でも、私の中ではもう、答えが決まっていた。
誰かに優しくされるのが、嬉しくないわけじゃない。

でも、それだけで心が動くほど、私は器用じゃない。
ふと気がつけば、探していたのは──別の誰かだった。

雑貨市の通りは、どこか懐かしい香りがしていた。

キャンドルの灯り、ほこりっぽい木の匂い、焼き菓子の甘さ。
それらが全部、冬の空気に溶けていく。

「月菜、あのニット帽かわいくない?」

玲奈が楽しそうに話しかけてくる。
私も頷いて、笑って、ちゃんと“今”を楽しんでるはずだった。

……なのに。

視界の端が、妙に引っかかった。
理由なんてなかった。
でも、何かに呼ばれたような気がして、私は自然とそちらを振り返った。

その瞬間、世界が止まった。

通りの向こう。
たくさんの人の中で、
ひとりだけ、時間の流れから切り離されたように立っていた人がいた。

──瑛翔。

目が合った。

彼も、私を見ていた。
まっすぐに、真剣に、どこか切なげに。

心臓が、跳ねた。

呼吸が浅くなって、胸の奥がぎゅっと締めつけられる。

どうして、こんなところで──
どうして、こんなふうに、目が合ってしまうの。

でも、目をそらせなかった。
そらしたくなかった。

私がずっと、会いたいと思っていた人。
伝わらなかった“好き”を、まだ胸に抱えたままの人。

その人が、今、目の前にいる。

気づけば、足が勝手に動いていた。
人混みの中を縫うように、彼に向かって歩いていく。
鼓動が速い。
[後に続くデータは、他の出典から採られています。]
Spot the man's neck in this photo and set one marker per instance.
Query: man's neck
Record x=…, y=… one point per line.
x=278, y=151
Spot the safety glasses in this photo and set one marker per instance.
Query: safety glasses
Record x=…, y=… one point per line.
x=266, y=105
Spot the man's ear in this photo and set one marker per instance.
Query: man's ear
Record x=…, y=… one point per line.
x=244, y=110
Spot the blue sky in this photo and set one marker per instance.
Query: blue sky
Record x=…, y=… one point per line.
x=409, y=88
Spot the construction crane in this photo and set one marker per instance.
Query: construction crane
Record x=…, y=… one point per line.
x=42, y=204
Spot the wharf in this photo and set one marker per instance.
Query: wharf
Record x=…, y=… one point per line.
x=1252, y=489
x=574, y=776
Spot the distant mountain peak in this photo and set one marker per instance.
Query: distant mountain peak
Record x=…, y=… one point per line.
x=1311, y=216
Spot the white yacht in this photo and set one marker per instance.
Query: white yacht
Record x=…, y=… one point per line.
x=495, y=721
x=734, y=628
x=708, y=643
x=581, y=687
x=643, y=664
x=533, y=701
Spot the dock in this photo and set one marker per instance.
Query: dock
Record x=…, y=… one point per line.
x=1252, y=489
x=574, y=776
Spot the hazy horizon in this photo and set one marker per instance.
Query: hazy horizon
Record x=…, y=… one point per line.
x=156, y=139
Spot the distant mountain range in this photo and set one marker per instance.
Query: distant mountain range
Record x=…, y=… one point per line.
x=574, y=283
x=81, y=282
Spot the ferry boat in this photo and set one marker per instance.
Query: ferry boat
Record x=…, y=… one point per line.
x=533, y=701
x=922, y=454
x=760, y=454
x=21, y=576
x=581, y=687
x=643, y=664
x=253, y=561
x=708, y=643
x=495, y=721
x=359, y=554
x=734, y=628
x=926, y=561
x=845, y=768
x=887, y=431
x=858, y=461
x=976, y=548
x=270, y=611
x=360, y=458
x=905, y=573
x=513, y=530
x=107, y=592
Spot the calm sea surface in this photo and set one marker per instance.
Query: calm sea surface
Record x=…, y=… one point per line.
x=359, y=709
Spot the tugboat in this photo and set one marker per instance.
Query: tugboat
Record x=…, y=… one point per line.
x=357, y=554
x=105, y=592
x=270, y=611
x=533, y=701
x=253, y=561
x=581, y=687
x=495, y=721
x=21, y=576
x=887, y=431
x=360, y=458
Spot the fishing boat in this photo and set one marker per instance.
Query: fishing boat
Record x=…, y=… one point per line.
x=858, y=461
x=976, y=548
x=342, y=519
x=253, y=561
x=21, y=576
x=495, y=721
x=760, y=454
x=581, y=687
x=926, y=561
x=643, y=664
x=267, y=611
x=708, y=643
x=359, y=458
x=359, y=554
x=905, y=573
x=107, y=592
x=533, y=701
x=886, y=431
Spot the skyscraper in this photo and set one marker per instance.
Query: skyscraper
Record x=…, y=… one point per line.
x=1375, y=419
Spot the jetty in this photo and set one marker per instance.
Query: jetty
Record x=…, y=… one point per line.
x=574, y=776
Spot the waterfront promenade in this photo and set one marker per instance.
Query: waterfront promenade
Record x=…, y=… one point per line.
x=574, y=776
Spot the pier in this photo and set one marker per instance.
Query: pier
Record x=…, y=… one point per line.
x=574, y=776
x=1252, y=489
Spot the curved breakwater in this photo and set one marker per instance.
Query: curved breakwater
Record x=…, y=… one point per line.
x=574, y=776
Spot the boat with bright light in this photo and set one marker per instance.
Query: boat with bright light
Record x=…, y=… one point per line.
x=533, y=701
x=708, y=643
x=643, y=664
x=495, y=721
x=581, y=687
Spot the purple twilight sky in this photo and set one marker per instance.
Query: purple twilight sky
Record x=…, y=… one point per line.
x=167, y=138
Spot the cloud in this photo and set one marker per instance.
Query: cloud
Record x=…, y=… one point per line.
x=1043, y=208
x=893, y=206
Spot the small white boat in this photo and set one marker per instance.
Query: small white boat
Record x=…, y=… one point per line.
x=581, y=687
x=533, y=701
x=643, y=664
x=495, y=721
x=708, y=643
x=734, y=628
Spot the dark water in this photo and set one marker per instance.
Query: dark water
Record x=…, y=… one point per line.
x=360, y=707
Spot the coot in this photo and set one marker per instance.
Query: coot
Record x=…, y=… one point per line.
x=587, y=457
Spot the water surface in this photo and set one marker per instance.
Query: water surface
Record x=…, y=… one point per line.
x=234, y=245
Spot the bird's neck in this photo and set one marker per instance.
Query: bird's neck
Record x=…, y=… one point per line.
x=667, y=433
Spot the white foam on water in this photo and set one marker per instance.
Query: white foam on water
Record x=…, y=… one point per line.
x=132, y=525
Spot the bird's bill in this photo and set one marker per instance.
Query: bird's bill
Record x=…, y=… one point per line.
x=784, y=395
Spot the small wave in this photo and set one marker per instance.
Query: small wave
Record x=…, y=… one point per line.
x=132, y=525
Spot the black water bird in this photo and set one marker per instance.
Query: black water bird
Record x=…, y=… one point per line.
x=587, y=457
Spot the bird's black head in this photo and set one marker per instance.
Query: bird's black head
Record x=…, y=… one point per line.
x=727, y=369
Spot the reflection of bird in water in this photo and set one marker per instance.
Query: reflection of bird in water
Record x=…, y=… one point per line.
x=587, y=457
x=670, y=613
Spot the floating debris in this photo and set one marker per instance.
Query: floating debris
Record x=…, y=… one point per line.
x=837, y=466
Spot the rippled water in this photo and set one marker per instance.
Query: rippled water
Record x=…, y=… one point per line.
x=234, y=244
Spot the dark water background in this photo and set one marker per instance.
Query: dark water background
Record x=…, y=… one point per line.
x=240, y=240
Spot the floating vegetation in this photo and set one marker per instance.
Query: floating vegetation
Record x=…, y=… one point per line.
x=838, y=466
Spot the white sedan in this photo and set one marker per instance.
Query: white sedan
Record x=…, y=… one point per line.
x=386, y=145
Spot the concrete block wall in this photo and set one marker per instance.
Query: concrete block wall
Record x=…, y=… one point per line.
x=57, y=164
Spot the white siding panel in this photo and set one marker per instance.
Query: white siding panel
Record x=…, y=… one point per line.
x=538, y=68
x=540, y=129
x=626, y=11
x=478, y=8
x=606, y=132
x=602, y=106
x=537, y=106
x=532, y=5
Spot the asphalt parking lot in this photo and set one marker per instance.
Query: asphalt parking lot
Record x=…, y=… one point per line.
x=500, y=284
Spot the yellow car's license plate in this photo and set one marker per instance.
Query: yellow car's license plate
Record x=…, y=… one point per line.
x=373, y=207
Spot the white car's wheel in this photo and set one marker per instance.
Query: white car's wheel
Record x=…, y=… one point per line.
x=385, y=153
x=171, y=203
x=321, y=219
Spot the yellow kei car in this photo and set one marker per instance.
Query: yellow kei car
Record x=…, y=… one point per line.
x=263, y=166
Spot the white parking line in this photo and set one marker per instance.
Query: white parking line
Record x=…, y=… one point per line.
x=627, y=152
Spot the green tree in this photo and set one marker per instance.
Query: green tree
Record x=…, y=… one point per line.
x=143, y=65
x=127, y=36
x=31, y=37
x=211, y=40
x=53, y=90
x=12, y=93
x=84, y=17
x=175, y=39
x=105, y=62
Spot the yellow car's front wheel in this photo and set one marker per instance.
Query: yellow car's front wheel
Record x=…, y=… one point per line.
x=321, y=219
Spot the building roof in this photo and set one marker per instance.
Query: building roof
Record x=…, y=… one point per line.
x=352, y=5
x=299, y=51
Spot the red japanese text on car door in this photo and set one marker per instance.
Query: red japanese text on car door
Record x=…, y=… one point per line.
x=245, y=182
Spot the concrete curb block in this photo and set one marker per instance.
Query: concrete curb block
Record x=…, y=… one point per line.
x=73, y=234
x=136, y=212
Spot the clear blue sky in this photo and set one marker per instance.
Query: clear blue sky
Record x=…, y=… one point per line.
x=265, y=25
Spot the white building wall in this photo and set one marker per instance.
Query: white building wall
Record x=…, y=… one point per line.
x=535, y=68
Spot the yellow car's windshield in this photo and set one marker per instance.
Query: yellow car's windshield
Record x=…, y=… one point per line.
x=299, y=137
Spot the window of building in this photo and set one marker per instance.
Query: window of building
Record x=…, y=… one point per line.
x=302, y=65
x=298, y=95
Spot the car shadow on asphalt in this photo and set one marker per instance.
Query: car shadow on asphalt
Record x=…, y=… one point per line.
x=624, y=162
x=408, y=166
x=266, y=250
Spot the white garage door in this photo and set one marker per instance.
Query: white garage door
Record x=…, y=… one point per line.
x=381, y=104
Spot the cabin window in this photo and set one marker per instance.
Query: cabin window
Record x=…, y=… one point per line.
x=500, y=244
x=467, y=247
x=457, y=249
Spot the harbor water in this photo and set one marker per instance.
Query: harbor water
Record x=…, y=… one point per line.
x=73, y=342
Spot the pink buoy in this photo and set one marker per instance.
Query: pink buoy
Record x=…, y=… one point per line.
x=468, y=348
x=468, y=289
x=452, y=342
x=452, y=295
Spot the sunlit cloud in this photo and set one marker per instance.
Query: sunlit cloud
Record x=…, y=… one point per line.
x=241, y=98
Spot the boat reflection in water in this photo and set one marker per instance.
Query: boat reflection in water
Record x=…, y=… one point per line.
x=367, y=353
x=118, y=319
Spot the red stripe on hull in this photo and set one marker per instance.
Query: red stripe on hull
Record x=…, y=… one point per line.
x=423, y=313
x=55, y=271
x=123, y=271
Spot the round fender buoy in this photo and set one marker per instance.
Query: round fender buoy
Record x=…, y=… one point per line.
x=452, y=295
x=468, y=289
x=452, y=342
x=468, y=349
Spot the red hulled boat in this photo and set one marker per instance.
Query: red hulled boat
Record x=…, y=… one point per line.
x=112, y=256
指先が冷たい。
でも不思議と、怖くなかった。

近づくほどに、彼の瞳の奥がよく見えた。
焦がれるような熱と、迷いと、それでも向き合おうとする誠実さ。

ああ──やっぱり、この人だったんだ。

私は、ずっとこの人の隣にいたかったんだ。


「……久しぶり」

彼の声が、空気を震わせて届く。
その音が、私の心の奥をまっすぐに撫でていくようだった。

「……うん。久しぶり」

声に出すまでに、少しだけ時間がかかった。
でもようやく、それを口にできた自分に、少しだけ救われた気がした。